Background: Rotational thromboelastometry (ROTEM) has been studied in patients with advanced chronic liver disease (ACLD) without considering the impact of portal hypertension. We evaluated the influence of the hepatic venous pressure gradient (HVPG) on ROTEM results in patients with ACLD.
Methods: Cross-sectional study; ACLD patients undergoing HVPG measurement within the prospective Vienna Cirrhosis Study (NCT03267615) underwent concomitant ROTEM testing.
Results: Among 159 patients (68% male; Child-Pugh-A: 53%, Child-Pugh-B: 34%, Child-Pugh-C: 13%), 21 patients (13%) had a HVPG between 6 and 10 mmHg, 84 patients (53%) between 10 and 19 mmHg, and 54 patients (34%) ≥ 20 mmHg. Child-Pugh-C patients (vs. Child-Pugh-A and vs. Child-Pugh-B patients, respectively) showed longer clot formation time (CFT: median 187 s vs. 122 s vs. 122 s, p = 0.007) and lower maximum clot firmness (MCF: median: 45 mm vs. 56 mm vs. 56 mm, p = 0.002) in extrinsic thromboelastometry (EXTEM), while platelet counts were similar across Child-Pugh stages. In the overall cohort, ROTEM parameters did not differ by severity of portal hypertension. However, among compensated Child-Pugh-A patients, MCF decreased with increasing portal pressure, i.e. in higher HVPG strata (HVPG 9-10 mmHg: median MCF: 59 mm vs. HVPG 10-19 mmHg: 56 mm vs HVPG ≥ 20 mmHg: 54 mm, p = 0.023). Furthermore, patients with short CFT and high MCF in EXTEM had higher levels of lipopolysaccharide-binding protein, C-reactive protein, and procalcitonin, as well as higher leukocyte counts (all p < 0.05).

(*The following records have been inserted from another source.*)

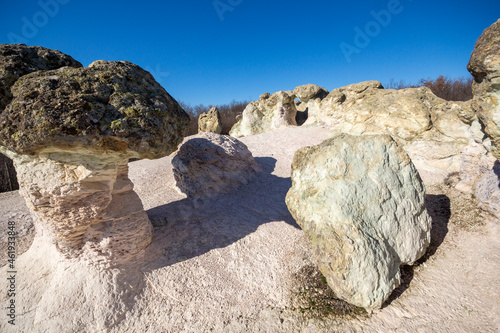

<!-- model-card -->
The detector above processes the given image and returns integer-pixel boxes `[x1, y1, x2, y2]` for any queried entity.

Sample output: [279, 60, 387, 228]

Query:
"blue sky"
[0, 0, 500, 105]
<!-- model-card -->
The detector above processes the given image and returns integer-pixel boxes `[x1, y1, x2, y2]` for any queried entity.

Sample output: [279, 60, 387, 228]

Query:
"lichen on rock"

Conclusions: Portal hypertension seems to impact ROTEM results only in compensated Child-Pugh-A patients. Bacterial translocation and systemic inflammation may trigger a procoagulant state in patients with ACLD.
Keywords: Ascites; Bacterial translocation; Cirrhosis; Clinical; Coagulation; Hepatic; Hepatic venous pressure gradient; Inflammation; Varices; Viscoelastic test.